Les vacances arrivent….

Les vacances se rapprochent et cette période vient perturber notre rythme quotidien et risque de  faire déplacer nos priorités ou nos efforts quotidiens.

Parce que nous ne sommes plus dans notre environnement, nos exigences en cacherout se « ramollissent », l’engagement à prier avec un minyan et les temps d’études sont généralement laissés de côté.

Tout ces efforts annuels qui ont été développé, ont été oubliés à la maison pour laisser la place aux vacances. Mais la Torah n’est pas comme le travail et les congés payés n’existent pas.

Chacun d’entre nous a déjà eu l’occasion de constater que lorsque l’on déplace une bougie, la flamme risque de s’éteindre. Et, tout naturellement, par prudence, on met sa main en protection pour ne pas qu’elle s’éteigne. Ainsi, lors de nos déplacements nous devrons être prudents, et protéger notre flamme, qui sans cette vigilance, risque de s’éteindre et de nous laisser dans l’obscurité.

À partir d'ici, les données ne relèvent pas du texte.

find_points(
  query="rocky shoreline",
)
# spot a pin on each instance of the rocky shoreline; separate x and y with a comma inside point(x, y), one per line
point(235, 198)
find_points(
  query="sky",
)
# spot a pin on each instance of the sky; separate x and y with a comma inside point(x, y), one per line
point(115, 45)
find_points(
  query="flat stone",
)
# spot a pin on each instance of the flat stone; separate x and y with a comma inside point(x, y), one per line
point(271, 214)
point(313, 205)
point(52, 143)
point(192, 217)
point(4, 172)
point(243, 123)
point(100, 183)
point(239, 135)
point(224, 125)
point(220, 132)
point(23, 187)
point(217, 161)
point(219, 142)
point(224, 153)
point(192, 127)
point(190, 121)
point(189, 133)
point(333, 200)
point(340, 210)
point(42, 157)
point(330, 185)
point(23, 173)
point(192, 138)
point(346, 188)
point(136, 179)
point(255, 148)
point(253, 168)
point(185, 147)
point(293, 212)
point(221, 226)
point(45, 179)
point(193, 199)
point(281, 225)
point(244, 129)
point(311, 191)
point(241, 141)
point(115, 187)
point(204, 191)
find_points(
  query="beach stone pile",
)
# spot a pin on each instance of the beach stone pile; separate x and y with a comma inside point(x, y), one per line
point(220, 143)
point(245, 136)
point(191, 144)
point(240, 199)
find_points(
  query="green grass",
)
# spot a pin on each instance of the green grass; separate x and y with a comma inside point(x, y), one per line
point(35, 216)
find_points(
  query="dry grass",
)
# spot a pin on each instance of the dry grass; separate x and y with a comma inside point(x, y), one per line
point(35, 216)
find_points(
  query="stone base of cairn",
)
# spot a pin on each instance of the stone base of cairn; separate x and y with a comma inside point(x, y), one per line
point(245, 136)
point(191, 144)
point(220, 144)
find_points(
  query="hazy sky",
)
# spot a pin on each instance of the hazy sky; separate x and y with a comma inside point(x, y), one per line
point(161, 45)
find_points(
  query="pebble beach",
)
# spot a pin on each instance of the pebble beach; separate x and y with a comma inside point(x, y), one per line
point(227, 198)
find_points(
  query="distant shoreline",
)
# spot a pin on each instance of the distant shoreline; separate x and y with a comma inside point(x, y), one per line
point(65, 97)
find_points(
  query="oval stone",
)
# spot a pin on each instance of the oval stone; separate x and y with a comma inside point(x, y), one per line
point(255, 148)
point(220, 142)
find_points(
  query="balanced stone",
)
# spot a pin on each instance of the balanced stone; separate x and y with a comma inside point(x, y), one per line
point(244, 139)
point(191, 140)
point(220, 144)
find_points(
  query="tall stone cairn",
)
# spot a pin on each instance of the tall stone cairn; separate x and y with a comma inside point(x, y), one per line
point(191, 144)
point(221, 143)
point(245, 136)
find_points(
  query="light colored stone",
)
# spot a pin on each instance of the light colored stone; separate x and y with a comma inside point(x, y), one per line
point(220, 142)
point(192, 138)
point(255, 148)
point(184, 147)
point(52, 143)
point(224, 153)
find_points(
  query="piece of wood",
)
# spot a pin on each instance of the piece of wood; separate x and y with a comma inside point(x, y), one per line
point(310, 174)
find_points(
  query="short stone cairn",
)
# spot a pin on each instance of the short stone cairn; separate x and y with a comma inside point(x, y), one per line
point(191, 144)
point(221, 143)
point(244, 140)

Le Rav ‘Haïm Schmoulevitch Zatsal raconte l’histoire d’un petit bébé qui se trouve dans les bras de sa maman. C’est ainsi que chaque fois que sa maman se déplace, que ce soit dans un bus, au supermarché…, automatiquement lui aussi se déplace avec elle.

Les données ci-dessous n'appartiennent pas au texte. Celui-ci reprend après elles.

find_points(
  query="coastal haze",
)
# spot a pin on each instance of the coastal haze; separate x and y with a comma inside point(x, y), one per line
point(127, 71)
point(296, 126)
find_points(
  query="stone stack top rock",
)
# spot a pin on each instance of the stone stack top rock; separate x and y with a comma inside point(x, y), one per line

A la fin de la journée, on questionne l’enfant en lui demandant s’il se souvient de tous les endroits qu’il a parcourus dans la journée. Le bébé répond qu’il n’en a aucune idée, la seule chose qu’il sache, c’est qu’il a été toute la journée dans les bras de sa maman.

C’est ainsi que nous devons vivre, en nous sentant comme ce bébé dans les bras de Notre Papa toute la journée. Les changements de décors géographiques ne doivent pas provoquer de changements dans notre décor spirituel.

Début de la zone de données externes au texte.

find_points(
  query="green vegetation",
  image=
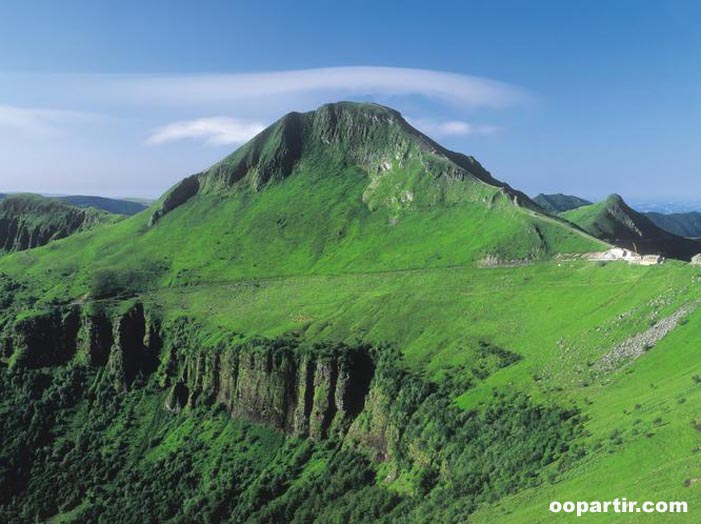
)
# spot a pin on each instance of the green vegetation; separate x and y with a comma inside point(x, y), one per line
point(681, 224)
point(559, 203)
point(111, 205)
point(616, 222)
point(28, 221)
point(342, 321)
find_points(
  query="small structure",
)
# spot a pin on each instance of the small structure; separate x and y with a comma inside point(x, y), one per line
point(626, 255)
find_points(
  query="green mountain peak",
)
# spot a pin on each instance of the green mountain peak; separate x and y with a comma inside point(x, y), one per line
point(404, 167)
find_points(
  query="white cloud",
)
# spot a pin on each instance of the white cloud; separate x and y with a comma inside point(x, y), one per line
point(38, 121)
point(214, 130)
point(452, 88)
point(452, 128)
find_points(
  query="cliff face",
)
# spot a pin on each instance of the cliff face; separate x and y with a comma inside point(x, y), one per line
point(126, 342)
point(312, 391)
point(29, 221)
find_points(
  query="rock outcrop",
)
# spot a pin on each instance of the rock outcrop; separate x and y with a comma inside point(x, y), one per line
point(313, 391)
point(29, 221)
point(374, 138)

Évidemment, nous pouvons effectivement nous retrouver dans des endroits où il n’y a malheureusement pas de synagogue, où il faut faire plusieurs kilomètres pour trouver une épicerie cachère, où le climat est tellement chaud que nos vêtements se font obligatoirement plus légers. Toutes ces conditions nous incitent à être plus “cool” que d’habitude.

Mais la vraie question est : “Que fait-on dans un endroit où l’on ne peut pas rester nous-mêmes ?”

Le Pélé Yoets rapporte que nos Sages disent (Yéroushalmi berakhot 4;4)  : “Tous les chemins sont dangereux”, en chemin on ne peut servir Hachem entièrement car on est obligé de faire attention aux dangers. C’est pourquoi il est dit : “Heureux ceux qui sont assis dans leurs demeures.” (Téhilim 84;5)

Lorsque nous programmons nos déplacements, la première chose à vérifier est si l’on peut continuer à être “Juif”, si notre Chabat peut être respecté, s’il l’on peut manger correctement cacher… Si l’on se place intentionnellement dans un endroit avec des courants d’air, c’est sûr que la flamme s’éteindra.

Un Juif n’est jamais en vacances, la Avodat Hachem est un travail à plein temps. Nous devons toujours être préoccupés de savoir si nous pouvons continuer à faire Torah et mitsvot là où nous sommes. De même que nous vérifions toujours si nous aurons un certain confort vital minimum, nous devons être sûrs de pouvoir aussi respecter nos besoins vitaux de Juifs tels que la prière, la nourriture et l’étude.

Le but est de laisser la flamme toujours allumée et de la raviver de jour en jour. Comme la flamme olympique [Hamavdil!] qui brûle et passe de main en main pour arriver au but.

Montrer à nos enfants que nous sommes conséquents et constants quelles que soient les conditions extérieures, que nous ne faisons pas les choses par habitude et lorsque cela nous arrange, que nous sommes soucieux de faire briller notre Judaïsme à chaque instant, allumera en eux un feu ardent qui les guidera vers le bon chemin, toujours à l’abri du vent.